The AN/SQQ-32(V)4 minehunting sonar set with the high frequency wide band upgrade replaces the existing SQQ-32(V)3 detection sonar currently employed aboard the MCM-1 Avenger Class mine countermeasures ships. This upgrade improves detection performance in the littoral environment and against stealth mines.
"This is a key win for us and we now have a new customer, a new mission and a new product. We look forward to partnering with the Navy to deliver this improved minehunting capability to the fleet," said Howie Weinstein, director of Persistent Surveillance for BAE Systems.
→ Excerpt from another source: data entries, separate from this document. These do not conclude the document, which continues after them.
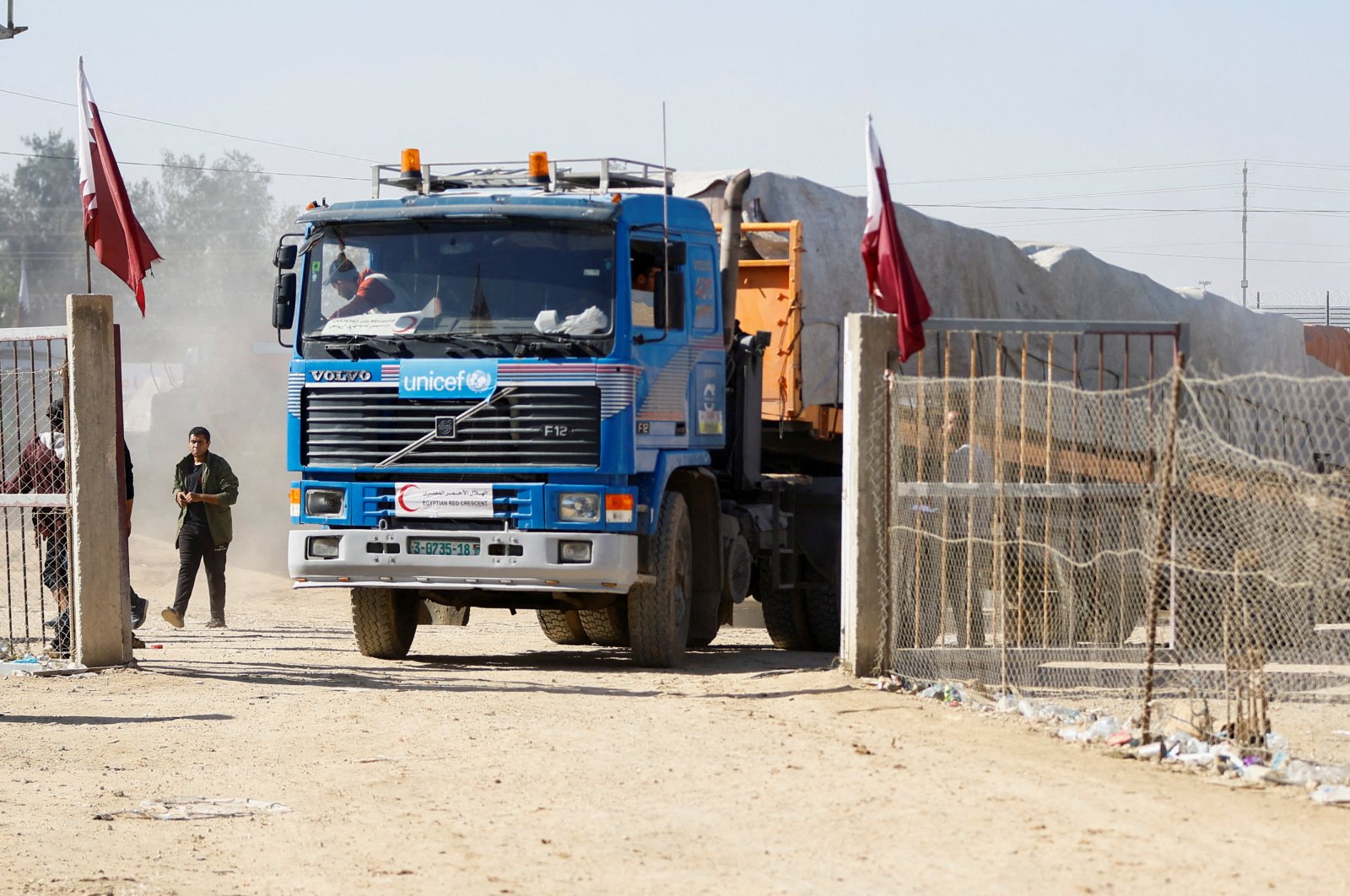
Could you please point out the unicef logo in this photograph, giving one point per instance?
(478, 381)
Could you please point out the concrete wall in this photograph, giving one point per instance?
(101, 614)
(868, 351)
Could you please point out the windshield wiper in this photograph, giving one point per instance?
(353, 343)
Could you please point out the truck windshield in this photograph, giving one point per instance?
(497, 285)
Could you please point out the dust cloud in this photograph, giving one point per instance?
(206, 355)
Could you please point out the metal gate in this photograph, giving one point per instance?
(34, 502)
(1021, 468)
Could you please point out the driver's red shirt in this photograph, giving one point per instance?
(370, 293)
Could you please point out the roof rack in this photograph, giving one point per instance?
(600, 175)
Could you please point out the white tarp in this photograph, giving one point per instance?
(971, 273)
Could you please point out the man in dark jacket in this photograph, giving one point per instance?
(204, 488)
(42, 470)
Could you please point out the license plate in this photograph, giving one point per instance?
(443, 547)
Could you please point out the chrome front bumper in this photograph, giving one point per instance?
(506, 562)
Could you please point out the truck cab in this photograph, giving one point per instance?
(506, 389)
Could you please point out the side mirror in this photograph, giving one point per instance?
(284, 299)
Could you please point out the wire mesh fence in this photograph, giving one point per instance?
(34, 513)
(1171, 549)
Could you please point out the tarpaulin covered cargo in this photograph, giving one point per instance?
(971, 273)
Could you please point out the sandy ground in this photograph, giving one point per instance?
(493, 761)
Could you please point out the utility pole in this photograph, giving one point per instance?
(1244, 232)
(10, 30)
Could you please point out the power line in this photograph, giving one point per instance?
(196, 168)
(1221, 258)
(188, 127)
(1016, 177)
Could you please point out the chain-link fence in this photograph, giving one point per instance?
(1142, 542)
(34, 509)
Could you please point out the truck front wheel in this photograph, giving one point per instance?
(607, 626)
(384, 623)
(562, 626)
(658, 613)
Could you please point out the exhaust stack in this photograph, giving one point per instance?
(731, 251)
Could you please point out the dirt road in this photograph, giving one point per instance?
(493, 761)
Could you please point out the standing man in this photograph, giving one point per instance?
(42, 470)
(204, 486)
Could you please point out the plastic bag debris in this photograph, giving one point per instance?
(1331, 794)
(181, 810)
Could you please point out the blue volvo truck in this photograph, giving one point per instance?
(523, 386)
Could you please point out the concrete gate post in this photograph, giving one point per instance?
(103, 636)
(868, 342)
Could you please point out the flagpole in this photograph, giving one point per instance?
(871, 296)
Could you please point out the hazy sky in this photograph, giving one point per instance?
(1120, 127)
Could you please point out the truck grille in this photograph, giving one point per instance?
(533, 427)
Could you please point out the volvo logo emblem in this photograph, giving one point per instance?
(341, 375)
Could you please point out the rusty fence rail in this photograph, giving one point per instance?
(1070, 517)
(34, 502)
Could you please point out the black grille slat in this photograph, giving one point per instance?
(362, 427)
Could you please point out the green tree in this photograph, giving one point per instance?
(40, 227)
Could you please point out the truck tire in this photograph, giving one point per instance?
(785, 613)
(658, 613)
(607, 626)
(384, 623)
(786, 619)
(562, 626)
(823, 614)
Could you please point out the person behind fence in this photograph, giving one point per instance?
(42, 470)
(138, 603)
(969, 529)
(204, 488)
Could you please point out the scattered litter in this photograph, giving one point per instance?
(35, 666)
(1331, 794)
(1304, 772)
(182, 810)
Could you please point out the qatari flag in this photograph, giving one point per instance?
(111, 227)
(890, 276)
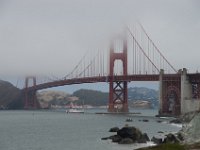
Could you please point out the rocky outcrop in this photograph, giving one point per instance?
(128, 135)
(114, 129)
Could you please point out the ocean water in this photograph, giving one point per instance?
(57, 130)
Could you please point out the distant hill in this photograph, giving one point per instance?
(47, 98)
(138, 97)
(91, 97)
(10, 96)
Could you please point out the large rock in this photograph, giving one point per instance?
(126, 141)
(144, 138)
(130, 132)
(114, 129)
(171, 138)
(116, 138)
(128, 135)
(157, 140)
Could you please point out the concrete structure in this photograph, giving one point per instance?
(179, 93)
(189, 102)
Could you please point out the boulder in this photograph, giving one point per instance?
(177, 121)
(130, 132)
(145, 120)
(157, 140)
(105, 138)
(144, 138)
(116, 138)
(127, 135)
(126, 141)
(114, 129)
(171, 138)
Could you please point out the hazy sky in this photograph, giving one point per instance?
(50, 36)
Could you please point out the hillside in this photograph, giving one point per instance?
(138, 97)
(10, 96)
(91, 97)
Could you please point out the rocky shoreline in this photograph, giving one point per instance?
(186, 139)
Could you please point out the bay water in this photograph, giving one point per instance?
(58, 130)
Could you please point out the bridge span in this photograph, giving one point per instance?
(179, 92)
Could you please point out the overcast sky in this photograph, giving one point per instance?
(51, 36)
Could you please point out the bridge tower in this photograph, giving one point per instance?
(118, 95)
(30, 94)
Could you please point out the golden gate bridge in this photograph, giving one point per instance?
(132, 56)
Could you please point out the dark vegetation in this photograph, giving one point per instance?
(166, 147)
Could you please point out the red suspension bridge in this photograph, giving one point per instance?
(131, 57)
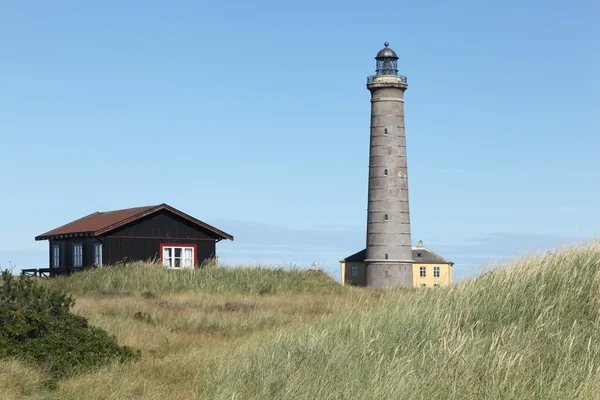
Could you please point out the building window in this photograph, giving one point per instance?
(175, 257)
(98, 254)
(78, 255)
(56, 256)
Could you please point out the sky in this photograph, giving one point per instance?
(254, 117)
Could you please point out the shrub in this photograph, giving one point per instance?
(36, 326)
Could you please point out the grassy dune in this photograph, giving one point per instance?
(529, 329)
In addition to new detection sonar in the towed body, the upgrade replaces the operator consoles located in the Combat Information Center. In order to process the extensive data from new high speed optical channels within the system, these modernized operator consoles implement a multiple computer server layout interfaced via a 10Gbit communications network. With the extensive use of COTs open system components within the consoles, life cycle costs are reduced and incorporate a means for rapid technology insertion.
The initial base contract requires deliveries of four build-to-print production systems, with two options for an additional 10 systems and one battlespare. The base award value plus these options along with engineering services total $42 million. The AN/SQQ-32(V)4 system was designed by the teaming of the government laboratory Naval Surface Warfare Center Panama City and the Applied Research Laboratory: University of Texas.